Denver, Colo., Dec 28, 2004 / 22:00 pm
Amid an appointment from Pope John Paul II this morning to become Archbishop of the Archdiocese of San Antonio, Bishop Jose Gomez of Denver gave an emotional farewell in his weekly column in today’s Denver Catholic Register.
Bishop Gomez thanked the people of the Archdiocese of Denver for their generosity, simplicity, devotion and love for the Church.” He remarked in the column that he’d “been evangelized again and again” by those he’d met across the Archdiocese.
Gomez will become Archbishop of San Antonio, succeeding Archbishop Patrick Flores who reached the episcopal retirement age of 75 in July.
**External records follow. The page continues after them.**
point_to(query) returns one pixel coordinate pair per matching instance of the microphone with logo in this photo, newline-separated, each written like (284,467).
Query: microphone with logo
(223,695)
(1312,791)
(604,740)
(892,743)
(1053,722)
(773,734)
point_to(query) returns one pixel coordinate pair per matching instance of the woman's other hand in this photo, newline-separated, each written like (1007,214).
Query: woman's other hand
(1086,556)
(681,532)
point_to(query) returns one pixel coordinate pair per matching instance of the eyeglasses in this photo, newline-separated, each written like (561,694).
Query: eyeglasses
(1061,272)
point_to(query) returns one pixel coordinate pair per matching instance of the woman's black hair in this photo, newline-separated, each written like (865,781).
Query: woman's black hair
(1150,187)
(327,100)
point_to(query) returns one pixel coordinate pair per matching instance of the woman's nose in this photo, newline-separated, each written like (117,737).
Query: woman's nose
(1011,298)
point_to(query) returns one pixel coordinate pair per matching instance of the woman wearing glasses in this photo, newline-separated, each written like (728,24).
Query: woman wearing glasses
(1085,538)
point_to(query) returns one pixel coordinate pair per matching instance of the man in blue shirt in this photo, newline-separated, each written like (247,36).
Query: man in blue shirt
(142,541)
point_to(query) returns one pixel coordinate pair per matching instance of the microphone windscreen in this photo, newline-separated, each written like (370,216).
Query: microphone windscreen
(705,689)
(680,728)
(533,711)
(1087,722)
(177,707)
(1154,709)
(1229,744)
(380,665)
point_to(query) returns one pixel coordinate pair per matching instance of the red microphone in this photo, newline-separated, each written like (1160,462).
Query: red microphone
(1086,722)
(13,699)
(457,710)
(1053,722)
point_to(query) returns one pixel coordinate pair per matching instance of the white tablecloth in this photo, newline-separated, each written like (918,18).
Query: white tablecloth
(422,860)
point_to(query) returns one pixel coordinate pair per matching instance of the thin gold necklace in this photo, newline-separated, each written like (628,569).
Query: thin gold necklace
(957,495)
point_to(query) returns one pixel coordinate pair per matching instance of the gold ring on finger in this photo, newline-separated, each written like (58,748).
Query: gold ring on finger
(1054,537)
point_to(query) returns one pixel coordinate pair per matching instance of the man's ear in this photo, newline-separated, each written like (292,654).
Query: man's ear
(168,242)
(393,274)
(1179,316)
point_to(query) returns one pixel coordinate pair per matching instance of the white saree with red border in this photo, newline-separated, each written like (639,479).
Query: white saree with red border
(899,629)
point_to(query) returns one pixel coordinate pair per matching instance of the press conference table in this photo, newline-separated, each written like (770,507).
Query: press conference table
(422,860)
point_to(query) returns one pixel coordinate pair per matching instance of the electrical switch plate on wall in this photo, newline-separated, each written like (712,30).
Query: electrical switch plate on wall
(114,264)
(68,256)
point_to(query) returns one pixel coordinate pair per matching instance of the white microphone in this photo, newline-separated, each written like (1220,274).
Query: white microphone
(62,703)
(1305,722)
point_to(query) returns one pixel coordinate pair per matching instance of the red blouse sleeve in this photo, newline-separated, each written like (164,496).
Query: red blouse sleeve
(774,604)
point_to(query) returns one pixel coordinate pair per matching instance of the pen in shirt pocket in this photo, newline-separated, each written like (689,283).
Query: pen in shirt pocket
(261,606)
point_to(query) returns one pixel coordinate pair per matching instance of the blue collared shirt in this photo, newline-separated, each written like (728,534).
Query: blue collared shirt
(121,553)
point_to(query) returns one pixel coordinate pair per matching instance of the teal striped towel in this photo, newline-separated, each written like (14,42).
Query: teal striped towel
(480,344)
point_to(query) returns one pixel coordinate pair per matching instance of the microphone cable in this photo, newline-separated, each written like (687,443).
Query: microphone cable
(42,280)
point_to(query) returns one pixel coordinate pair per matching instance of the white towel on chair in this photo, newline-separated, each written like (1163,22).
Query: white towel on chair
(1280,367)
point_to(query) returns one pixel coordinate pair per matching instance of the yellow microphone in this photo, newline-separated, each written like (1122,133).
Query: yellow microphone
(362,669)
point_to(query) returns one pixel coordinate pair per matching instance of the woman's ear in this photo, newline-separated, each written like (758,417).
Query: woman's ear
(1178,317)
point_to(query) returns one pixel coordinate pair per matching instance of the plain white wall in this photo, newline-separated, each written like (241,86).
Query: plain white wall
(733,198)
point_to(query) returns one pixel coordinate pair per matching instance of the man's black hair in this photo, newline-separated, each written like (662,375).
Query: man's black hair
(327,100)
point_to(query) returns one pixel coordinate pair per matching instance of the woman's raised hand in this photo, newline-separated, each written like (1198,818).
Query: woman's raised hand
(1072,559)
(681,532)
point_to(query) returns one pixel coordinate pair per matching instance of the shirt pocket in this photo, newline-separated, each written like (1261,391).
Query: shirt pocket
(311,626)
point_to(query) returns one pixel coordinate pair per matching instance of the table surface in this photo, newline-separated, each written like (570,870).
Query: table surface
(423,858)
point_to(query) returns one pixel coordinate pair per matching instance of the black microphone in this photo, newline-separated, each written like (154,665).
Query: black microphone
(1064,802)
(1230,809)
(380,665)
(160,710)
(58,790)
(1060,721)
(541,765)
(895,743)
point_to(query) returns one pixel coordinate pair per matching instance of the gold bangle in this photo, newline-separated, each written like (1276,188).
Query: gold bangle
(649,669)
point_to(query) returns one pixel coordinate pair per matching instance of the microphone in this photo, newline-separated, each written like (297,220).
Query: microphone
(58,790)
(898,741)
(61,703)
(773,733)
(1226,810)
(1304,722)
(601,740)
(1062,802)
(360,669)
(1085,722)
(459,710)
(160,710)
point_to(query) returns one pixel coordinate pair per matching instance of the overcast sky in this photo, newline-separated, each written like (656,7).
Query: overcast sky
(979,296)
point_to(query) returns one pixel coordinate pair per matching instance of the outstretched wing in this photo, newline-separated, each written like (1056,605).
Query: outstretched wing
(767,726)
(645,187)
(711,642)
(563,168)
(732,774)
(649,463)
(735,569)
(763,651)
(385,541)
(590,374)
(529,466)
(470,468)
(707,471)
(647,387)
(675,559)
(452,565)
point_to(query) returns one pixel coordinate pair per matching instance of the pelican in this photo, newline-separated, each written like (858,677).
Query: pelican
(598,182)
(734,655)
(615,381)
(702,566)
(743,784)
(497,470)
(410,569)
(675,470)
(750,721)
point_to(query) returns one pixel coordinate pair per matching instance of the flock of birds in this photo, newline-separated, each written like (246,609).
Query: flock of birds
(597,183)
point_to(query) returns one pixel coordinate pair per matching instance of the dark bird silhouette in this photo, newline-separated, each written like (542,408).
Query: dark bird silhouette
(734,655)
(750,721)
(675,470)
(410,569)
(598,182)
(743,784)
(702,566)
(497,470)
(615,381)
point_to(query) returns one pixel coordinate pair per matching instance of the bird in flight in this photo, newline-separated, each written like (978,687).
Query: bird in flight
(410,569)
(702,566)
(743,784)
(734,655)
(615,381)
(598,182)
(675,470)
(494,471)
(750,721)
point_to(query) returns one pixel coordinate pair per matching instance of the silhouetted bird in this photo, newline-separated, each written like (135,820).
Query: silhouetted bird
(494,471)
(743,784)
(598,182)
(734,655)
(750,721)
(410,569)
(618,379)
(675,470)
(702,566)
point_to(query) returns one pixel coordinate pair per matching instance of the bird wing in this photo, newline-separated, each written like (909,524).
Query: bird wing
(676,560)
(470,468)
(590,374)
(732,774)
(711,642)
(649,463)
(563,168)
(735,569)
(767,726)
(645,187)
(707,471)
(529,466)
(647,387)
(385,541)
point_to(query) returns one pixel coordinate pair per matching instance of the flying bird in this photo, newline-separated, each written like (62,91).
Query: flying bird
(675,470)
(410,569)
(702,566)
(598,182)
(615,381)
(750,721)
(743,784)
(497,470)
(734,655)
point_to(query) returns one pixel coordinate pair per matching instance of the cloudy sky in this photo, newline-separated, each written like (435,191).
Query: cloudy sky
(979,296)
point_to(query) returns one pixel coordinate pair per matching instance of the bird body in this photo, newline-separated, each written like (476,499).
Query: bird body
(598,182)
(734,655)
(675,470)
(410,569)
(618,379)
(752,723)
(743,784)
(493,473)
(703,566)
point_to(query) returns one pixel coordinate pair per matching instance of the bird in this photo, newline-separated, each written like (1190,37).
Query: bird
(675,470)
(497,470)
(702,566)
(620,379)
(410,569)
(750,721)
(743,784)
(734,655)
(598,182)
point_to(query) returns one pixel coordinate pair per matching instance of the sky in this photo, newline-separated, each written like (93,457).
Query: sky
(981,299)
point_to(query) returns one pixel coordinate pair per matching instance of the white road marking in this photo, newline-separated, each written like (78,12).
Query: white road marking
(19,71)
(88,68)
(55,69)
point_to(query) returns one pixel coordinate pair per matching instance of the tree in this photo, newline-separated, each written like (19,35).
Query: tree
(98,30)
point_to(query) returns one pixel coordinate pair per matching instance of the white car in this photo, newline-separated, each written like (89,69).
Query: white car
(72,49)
Although he expressed sadness at leaving Denver, he now looks forward with “gratitude and excitement” to his new appointment in San Antonio. Gomez stated that he “had always been struck by the greatness of the Catholic community in San Antonio, nourished by a rich ecclesial history, and always pressing forward to a promising future.” The new Archbishop has deep roots in San Antonio where he spent a number of years before coming to Denver in 2001. It is, according to Gomez, “a city where my mother-now in heaven-grew up and where the Lord led me to spend my first years as a priest in the United States.”
In a speech Gomez delivered in San Antonio this morning, he thanked Archbishop Charles Chaput of Denver for, “teaching me how to be a bishop with the example if his humor, patience, and tremendous love for the Church.” He continued, “ I’ll always be grateful to the priests and people of the Archdiocese of Denver, who prepared me for this new life I begin today.”